A rising gold price is often considered an inflationary, or reflationary, sign. In this case, however, the jump especially during that particular two-week period was hardly of the same variety. It was raw, unadulterated fear permeating the entire global system. Something snapped and though it was never written into the conventional record it still happened all the same.

It was in this window that America finally noticed “overseas turmoil” in their 401k’s.

Then, as if to prove these points, the process was repeated in almost exactly the same fashion a second time in a matter of mere months. And to further demonstrate how clueless and useless central bankers are and can be, the Federal Reserve actually kicked off its “rate hike” program in the middle of all this still at that late date believing in that earlier “strong” economy fairy tale.

This second deflationary wave ultimately proved more devastating than the first, even if Wall Street never fully accounted for it. In Asia as in other far-flung economies, the eurodollar damage was so severe that they still haven’t recovered from it even after suffering 2008-levels of contraction and shrinking. In many ways, the US economy hasn’t either (labor market, corporate profits), no matter how much the current economy is called strong.

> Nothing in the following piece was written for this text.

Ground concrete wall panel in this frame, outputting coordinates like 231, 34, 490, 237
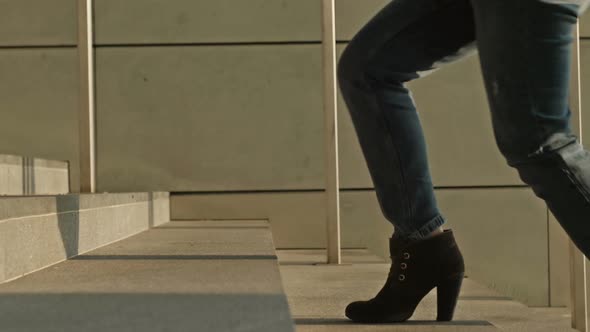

This review is made relevant by gold’s behavior over the past two weeks. After being pounded all year, collateral, gold is up sharply since a few days after China reopened from its National Day Golden Week – under liquidation. For good measure, the PBOC has been practically begging markets to understand its continued dollar warnings.

The collateral part, deflation, is easy. All that re-emerging “overseas turmoil” in emerging markets set off a chain reaction against all collateral forms (haircuts and transformations, EM corporates in particular). Gold stabilized in mid-August and then finally jumps in the middle of October.

Is that the end of the deflation for 2018? Or is it, like August 2015, the transition from cursory warnings to more comprehensively negative signals? Systemic fear in sentiment eventually overcoming the mechanics of collateral in gold.

“Markets around the world” might wish to make that determination. Something, something liquidity. From today’s roller coaster trading session:

At its session lows, the Dow had fallen 548.62 points, while the S&P 500 and Nasdaq had lost more than 2 percent each… The S&P 500 posted its fifth straight decline and briefly dipped below the lows hit earlier in October during this ongoing sell-off. The major indexes are all down at least 4.8 percent for October.

This time it is, apparently, “rising global tensions” rather than overseas turmoil. No matter, it’s all the same thing underneath. It should be clear by now that something’s off about 2018. It can’t be rate hikes, there were those in 2017, too. The question going forward toward 2019 is whether what’s not right is itself evolving even more unfavorably.

The three stages of gold: reflation, collateral, fear. The last does seem more consistent with overseas turmoil that isn’t so far away.